Transport properties computed include the tortuosity factor $\tau = \varepsilon / D_{\text{eff}}$, the full $3\times 3$ symmetric effective diffusivity tensor $\mathbf{D}_{\text{eff}}$ via a homogenisation cell problem solved independently along each Cartesian direction, and multi-phase transport with arbitrary per-phase transport coefficients for composite electrode microstructures. The framework additionally provides microstructural characterisation (volume fraction, percolation, connected components, particle size distribution, specific surface area via Cauchy–Crofton stereology, through-thickness profiles, and REV convergence studies).
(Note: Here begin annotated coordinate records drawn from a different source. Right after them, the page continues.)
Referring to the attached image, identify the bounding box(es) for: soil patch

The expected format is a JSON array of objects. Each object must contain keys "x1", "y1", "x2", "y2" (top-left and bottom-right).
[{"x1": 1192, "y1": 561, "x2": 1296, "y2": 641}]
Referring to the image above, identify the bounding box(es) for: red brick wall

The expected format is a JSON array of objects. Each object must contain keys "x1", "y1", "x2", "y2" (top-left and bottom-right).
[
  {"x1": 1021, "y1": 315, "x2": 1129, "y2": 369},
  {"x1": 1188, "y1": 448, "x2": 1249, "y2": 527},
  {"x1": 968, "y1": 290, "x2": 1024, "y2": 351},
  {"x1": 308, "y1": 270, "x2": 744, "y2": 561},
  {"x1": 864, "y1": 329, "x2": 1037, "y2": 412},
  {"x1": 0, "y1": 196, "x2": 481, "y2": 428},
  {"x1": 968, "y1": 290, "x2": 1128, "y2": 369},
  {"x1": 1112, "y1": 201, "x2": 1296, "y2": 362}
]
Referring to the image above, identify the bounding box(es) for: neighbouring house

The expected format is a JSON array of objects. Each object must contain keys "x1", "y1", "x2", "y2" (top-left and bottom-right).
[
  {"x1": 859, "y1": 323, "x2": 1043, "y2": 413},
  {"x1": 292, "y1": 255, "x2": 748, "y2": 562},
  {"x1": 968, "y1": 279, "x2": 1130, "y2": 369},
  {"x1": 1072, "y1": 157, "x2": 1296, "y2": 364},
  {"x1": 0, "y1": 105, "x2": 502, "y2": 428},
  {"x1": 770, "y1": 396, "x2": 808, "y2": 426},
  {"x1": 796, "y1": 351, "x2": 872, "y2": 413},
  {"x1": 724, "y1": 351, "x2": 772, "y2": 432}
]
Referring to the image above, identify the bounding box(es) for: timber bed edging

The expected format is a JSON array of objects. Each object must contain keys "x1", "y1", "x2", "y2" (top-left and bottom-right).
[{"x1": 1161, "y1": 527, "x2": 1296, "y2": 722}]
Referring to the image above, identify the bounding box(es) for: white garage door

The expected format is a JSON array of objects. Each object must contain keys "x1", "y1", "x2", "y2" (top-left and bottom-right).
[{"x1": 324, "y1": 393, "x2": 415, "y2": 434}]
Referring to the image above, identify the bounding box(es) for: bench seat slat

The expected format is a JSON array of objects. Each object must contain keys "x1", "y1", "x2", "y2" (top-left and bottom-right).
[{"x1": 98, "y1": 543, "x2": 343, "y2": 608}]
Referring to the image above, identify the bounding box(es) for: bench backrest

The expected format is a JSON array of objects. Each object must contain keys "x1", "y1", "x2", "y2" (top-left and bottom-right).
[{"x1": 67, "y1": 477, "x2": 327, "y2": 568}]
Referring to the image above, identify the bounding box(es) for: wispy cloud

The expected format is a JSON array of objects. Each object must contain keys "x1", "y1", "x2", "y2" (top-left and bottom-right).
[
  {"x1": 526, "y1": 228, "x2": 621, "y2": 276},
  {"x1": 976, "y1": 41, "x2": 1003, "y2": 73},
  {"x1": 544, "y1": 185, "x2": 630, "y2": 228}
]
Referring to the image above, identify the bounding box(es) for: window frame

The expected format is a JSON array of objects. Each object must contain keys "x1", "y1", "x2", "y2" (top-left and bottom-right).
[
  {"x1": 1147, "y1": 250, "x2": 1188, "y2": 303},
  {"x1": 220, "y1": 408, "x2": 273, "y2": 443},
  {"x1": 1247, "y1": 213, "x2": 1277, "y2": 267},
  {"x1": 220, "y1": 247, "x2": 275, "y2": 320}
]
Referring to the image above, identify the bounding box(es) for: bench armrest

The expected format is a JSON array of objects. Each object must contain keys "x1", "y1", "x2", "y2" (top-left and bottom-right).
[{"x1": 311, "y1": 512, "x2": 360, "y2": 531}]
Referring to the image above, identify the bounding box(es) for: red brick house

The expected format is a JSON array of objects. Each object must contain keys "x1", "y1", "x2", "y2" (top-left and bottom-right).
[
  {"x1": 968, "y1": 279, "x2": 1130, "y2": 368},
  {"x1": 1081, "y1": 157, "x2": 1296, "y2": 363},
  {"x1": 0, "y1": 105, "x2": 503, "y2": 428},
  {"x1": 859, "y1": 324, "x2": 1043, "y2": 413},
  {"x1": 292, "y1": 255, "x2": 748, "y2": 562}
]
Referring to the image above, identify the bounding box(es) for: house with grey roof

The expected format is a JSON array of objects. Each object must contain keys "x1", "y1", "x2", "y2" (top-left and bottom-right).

The Python interface exposes the core capabilities through a high-level facade:

import openimpala as oi
with oi.Session():
    result = oi.tortuosity(data, phase=0, direction="z")
    print(f"Tortuosity: {result.tortuosity:.4f}")

A pure-Python package with optional CuPy GPU acceleration (pip install openimpala) and a compiled CUDA wheel with HYPRE/AMReX solvers (pip install openimpala-cuda) are distributed via PyPI. Interactive tutorial notebooks for Google Colab cover workflows from basic tortuosity computation to digital twin parameterisation with PyBaMM. Documentation is at https://base-laboratory.github.io/OpenImpala/. The test suite includes analytical regression benchmarks (uniform block, series layers / Reuss bound, parallel layers / Voigt bound) verified to machine precision, plus integration tests on real tomographic data via CTest; CI enforces clang-format, clang-tidy, and code coverage via Codecov.

Acknowledgements

The author thanks Denis Kramer for supervision and initial conceptual direction during the early development of OpenImpala during the author's doctoral studies.

This work was financially supported by the EPSRC Centre for Doctoral Training in Energy Storage and its Applications [EP/R021295/1]; the Ada Lovelace Centre (STFC) project CANVAS-NXtomo; the EPSRC prosperity partnership with Imperial College, INFUSE [EP/V038044/1]; the Rutherford Appleton Laboratory; the Faraday Institution Emerging Leader Fellowship [FIELF001]; and Research England's Expanding Excellence in England grant at the University of Greenwich via the M34Impact programme. The author acknowledges the use of the IRIDIS HPC facility, Diamond Light Source's Wilson cluster, STFC SCARF, and the University of Greenwich M34Impact cluster, and thanks the developers of AMReX, HYPRE, libtiff, and HDF5.

AI Usage Disclosure

Generative AI (Anthropic's Claude) was used to assist with specific software development tasks, including Fortran-to-C++ kernel translation, boilerplate test generation, and documentation formatting. The author reviewed, edited, and validated all AI-assisted outputs, made all core architectural decisions, and assumes full responsibility for the accuracy, correctness, and originality of the codebase.